As a surgeon, Dr. I. H. Barber was not a pioneer, blazing an untrodden path for others to follow. He was conservative in his character, but let his judgment be convinced that any operation was really necessary for the patient's best good, and he would go fearlessly as far as the most daring. His readiness and promptness of action were well portrayed in the following incident, that occurred in the County Hospital some years since. A patient had done very badly under an anesthetic, and ordinary procedure failing to relieve the asphyxia, without a word, or a moment's hesitation, the doctor seized a tenaculum, transfixed the trachea, and with a single cut laid open several rings of the trachea, giving immediate relief. Perhaps his most marked feature as a surgeon was what might be called his practical surgical common sense. This was the result of a very large experience and close observation, and rare ability in applying the same in similar cases. His help, judgment, and prognosis, was much sought and highly prized by many of his professional brethren, who knew that he possessed this quality. As a man and friend the doctor was candid to an extreme degree, outspoken, fearless, truthful, and honest, would say just what he thought without flattery, was very fond of, and loyal to his profession and its code of ethics, was very careful to treat his professional brethren as he would like them to treat him. He was generous to his professional brothers and ever ready to respond to calls from them for service or help.

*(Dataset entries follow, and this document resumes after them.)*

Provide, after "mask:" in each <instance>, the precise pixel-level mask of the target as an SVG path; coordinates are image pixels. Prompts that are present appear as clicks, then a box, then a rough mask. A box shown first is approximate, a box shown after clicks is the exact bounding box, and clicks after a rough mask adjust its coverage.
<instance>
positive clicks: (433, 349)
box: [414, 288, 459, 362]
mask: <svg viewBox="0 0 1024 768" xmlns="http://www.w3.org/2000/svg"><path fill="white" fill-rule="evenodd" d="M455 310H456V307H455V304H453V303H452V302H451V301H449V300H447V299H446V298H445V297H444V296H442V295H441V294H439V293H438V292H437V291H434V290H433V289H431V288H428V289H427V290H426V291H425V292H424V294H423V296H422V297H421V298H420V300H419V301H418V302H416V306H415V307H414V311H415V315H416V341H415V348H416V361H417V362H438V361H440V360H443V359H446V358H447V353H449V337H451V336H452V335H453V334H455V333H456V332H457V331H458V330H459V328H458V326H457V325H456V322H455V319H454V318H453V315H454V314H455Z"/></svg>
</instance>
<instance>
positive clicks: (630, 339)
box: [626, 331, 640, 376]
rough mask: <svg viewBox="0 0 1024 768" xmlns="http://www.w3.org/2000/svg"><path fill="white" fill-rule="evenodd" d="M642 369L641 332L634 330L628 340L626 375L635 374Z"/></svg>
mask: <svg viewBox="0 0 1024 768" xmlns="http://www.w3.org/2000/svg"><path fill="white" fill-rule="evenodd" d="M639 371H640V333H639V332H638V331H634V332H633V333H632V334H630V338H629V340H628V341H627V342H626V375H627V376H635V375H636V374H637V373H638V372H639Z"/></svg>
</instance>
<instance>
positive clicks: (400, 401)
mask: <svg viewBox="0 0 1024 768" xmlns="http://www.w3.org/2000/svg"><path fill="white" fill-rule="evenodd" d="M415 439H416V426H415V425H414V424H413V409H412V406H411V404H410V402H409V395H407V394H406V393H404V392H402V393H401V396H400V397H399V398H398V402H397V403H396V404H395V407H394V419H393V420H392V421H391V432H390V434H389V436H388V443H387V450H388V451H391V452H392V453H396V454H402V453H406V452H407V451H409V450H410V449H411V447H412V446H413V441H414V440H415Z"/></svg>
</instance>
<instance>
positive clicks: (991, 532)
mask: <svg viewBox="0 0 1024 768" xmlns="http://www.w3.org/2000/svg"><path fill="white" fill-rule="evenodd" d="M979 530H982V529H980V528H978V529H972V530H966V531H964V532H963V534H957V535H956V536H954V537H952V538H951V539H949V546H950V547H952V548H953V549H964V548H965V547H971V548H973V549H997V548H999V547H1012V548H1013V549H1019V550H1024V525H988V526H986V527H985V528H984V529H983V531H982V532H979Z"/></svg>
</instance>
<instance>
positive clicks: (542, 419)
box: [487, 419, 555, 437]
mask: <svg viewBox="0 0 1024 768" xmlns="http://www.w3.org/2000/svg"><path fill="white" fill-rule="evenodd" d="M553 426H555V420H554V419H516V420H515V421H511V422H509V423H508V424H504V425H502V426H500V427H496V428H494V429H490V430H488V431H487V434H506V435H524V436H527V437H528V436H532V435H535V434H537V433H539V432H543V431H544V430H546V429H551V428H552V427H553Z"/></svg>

Dr. Isaac H. Barber died February 5, 1896. He had suffered much for a long time. Finally, a cystic disease of the right kidney, which had taken on malignant degeneration, produced by compression a practically complete obstruction of the lower part of the duodenum, compelled him to take and keep his bed for about a week before his death.

And now, beloved members of his, and our profession, may we, when our fights with death shall cease, and it shall come our turn to pass through the valley of the shadow of death, be able to do so with a mind as serene and tranquil, as calm and fearless, as did our loved friend, associate, and nestor, Dr. Isaac H. Barber, whose only expressed regret when he realized that his illness would prove fatal, was that for him, it ended the practice of medicine.

William Maddren
Z. Taylor Emery


The Brooklyn Medical Journal, Vol. XI, January-December, 1897, Medical Society of County of Kings, 356 Bridge Street, Brooklyn, N. Y., p. 212- 217.